At that moment the young man spoken of slouched into the room, with his head bandaged, and took a seat at the supper-table.
"Wal, Collie, let's go an' get it," said the rancher, cheerily. "I can always eat, anyhow."
"I'm hungry as a bear," rejoined Columbine, as she took her seat, which was opposite Jack.
"Where 'ye you been?" he asked, curiously.
"Why, good evening, Jack! Did you finally notice me?... I've been riding Pronto, the first time since he was hurt. Had a lovely ride--up through Sage Valley."

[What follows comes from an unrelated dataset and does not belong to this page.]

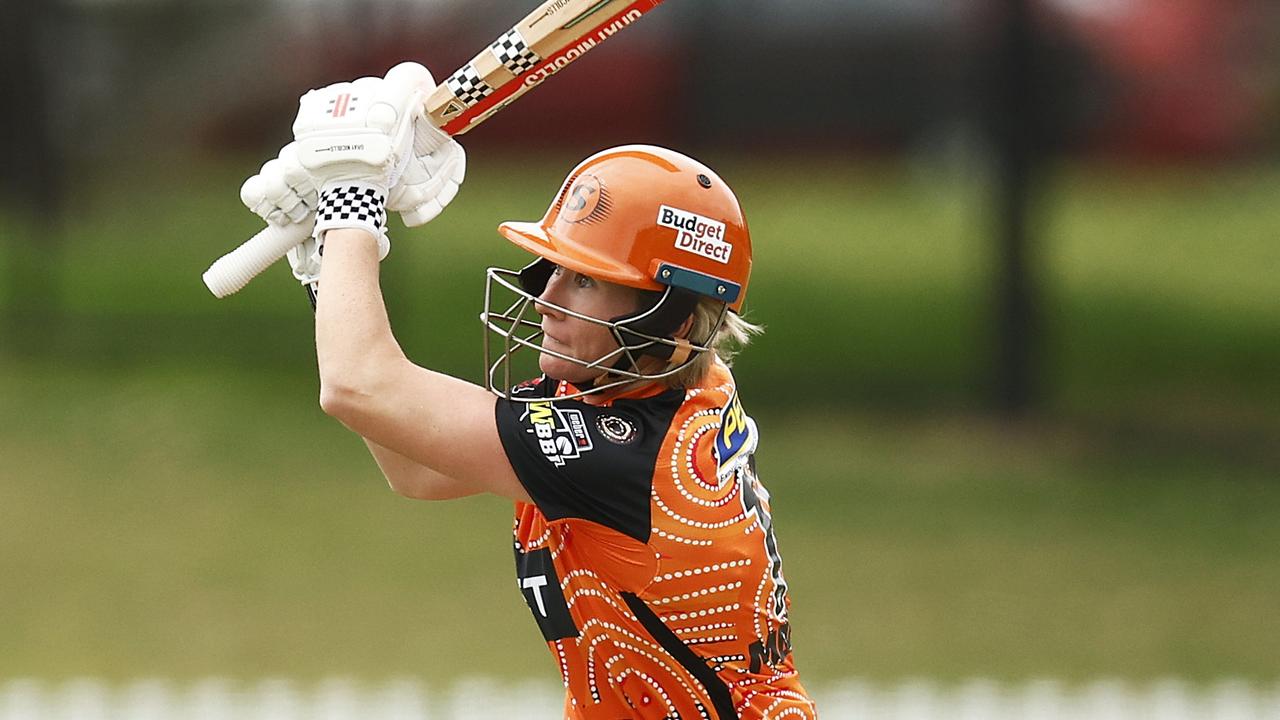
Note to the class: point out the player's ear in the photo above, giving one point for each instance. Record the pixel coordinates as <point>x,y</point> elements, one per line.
<point>682,331</point>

Jack glowered at her with the one unbandaged eye, and growled something under his breath, and then began to stab meat and potatoes with his fork.
"What's the matter, Jack? Aren't you well?" asked Columbine, with a solicitude just a little too sweet to be genuine.
"Yes, I'm well," snapped Jack.
"But you look sick. That is, what I can see of your face looks sick. Your mouth droops at the corners. You're very pale--and red in spots. And your one eye glows with unearthly woe, as if you were not long for this world!"
The amazing nature of this speech, coming from the girl who had always been so sweet and quiet and backward, was attested to by the consternation of Jack and the mirth of his father.